Money Mart Canada said its decision to deploy Good Technology’s GoodLink system on PalmOne’s Treo 600 smartphones will give its market managers wireless synchronization capabilities
right from the desktop.
According to Tony Woods, e-mail and network administrator with National Money Mart/Dollar Financial Group for North America, Good’s recent entry into Canada and its selection of Rogers Wireless as a GoodLink carrier prompted Victoria, B.C.-based Money Mart to opt in at the beta stage, allowing mobile executives to easily access e-mail and stay current with customers.
“The BlackBerry doesn’t wirelessly synchronize your contacts, your calendars, your tasks and things like that,” he said. “And so with GoodLink, the big difference is that you never have to cradle your phone again to your desktop, unless you want to install a new piece of software.
For example, Money Mart has an executive calendar that is used on both sides of the border, and if one of the executive assistants books an appointment for one of the VPs, that VP will have that appointment at the end of his calendar on his phone within about 10 seconds. With Research in Motion’s (RIM) BlackBerry, however, users have to bring their phones and synchronize them, he said.
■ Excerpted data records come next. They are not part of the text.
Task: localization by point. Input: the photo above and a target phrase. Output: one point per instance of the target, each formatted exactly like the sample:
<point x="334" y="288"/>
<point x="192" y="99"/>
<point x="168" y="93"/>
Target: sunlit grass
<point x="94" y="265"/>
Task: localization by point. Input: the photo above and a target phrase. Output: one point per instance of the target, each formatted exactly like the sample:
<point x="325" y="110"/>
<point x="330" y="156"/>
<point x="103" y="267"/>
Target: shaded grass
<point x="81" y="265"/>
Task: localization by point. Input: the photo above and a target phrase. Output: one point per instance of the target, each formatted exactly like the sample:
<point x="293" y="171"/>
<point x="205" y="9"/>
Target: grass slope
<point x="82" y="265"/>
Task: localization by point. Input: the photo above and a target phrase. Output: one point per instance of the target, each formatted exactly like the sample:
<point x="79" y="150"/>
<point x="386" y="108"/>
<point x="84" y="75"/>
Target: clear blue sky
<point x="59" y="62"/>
Woods added that the company, which has some 1,300 employees in Canada across nearly 300 branches, plans to eventually deploy 100 of the GoodLink-powered smartphones, though it has only deployed about 30 of them so far. The benefits of using the phones, he continued, are such that the company, a provider of cheque cashing and other financial services, is even considering the option of ultimately replacing laptops with smartphones.
“They can be talking on the phone to another manager, and they can send an e-mail with some details on some store,” said Woods, explaining the benefits executives have experienced. “And while they’re talking on the phone, using the speakerphone or the hands-free, they can sit there and check their e-mail and look at it and discuss the message just received.”
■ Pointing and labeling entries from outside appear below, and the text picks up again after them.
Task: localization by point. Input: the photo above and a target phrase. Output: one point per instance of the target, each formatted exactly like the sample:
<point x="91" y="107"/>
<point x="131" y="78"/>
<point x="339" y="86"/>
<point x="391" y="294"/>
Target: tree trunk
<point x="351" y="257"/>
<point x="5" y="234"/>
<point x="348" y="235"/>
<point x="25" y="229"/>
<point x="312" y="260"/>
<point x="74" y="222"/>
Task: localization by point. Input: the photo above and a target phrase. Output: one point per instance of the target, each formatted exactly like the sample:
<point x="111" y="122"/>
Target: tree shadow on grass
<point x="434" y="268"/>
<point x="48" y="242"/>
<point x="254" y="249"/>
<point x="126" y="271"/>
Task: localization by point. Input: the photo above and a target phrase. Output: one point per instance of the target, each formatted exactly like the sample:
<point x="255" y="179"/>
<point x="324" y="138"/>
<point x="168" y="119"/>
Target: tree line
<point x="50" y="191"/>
Sue Forbes, vice-president of marketing and product management, Good Technology, headquartered in Santa Clara, Calif., said that her company’s plans for international expansion this year included Canada — as well as Europe– for good reason. The many mobile professionals in Canada who need to access e-mail, corporate data or CRM systems on the go, she said, makes Canada a viable market for Good’s corporate services.
“We find that most of our customers tend to break their decisions down into a series of areas,” said Forbes. “The first is IT support costs. Obviously not requiring a cradle and not requiring any desktop software vastly reduces the TCO. The second area is in terms of industry standards. We find a lot of customers don’t like the concept of feeling that they’re locked into an individual piece of hardware tied to an individual operator. The third component we find is from the end-user perspective. They want to be able to have everything instantly.”
While some experts believe RIM should be worried about Good’s advances, Roberta J. Fox, president and senior partner, Fox Group Consulting in Markham, Ont., isn’t one of them. According to Fox, RIM and Good provide two different types of products for two different types of customers.
“RIM is a PDA messaging phone platform, not a Pocket PC platform,” said Fox. “So it looks like for Money Mart’s application use, they needed to have more of a Pocket PC device, which would narrow their choices of manufacturers down. The other thing about Good Technology is that they’re looking at being an ASP, so again that’s where an enterprise has to decide if they want to own and manage the technologies and the supporting infrastructure like the messaging platforms or if they want to go to a service provider.”
Good’s solutions, she added, are geared towards workers like branch managers and meter readers who need light applications, while RIM’s solutions are geared towards people who “live and die” by their e-mail. And as it turns out, she reasoned, there’s plenty of room for both RIM and Good in the Canadian marketplace.
“The analogy I give is each generation of music technology said it would replace entirely the other,” she said. “There are still people that use eight-tracks, there are still people that listen to LPs. They said that television would replace radio. And so you end up having more choices of the music technology, and I think the same thing is true with the mobile computing phone devices.”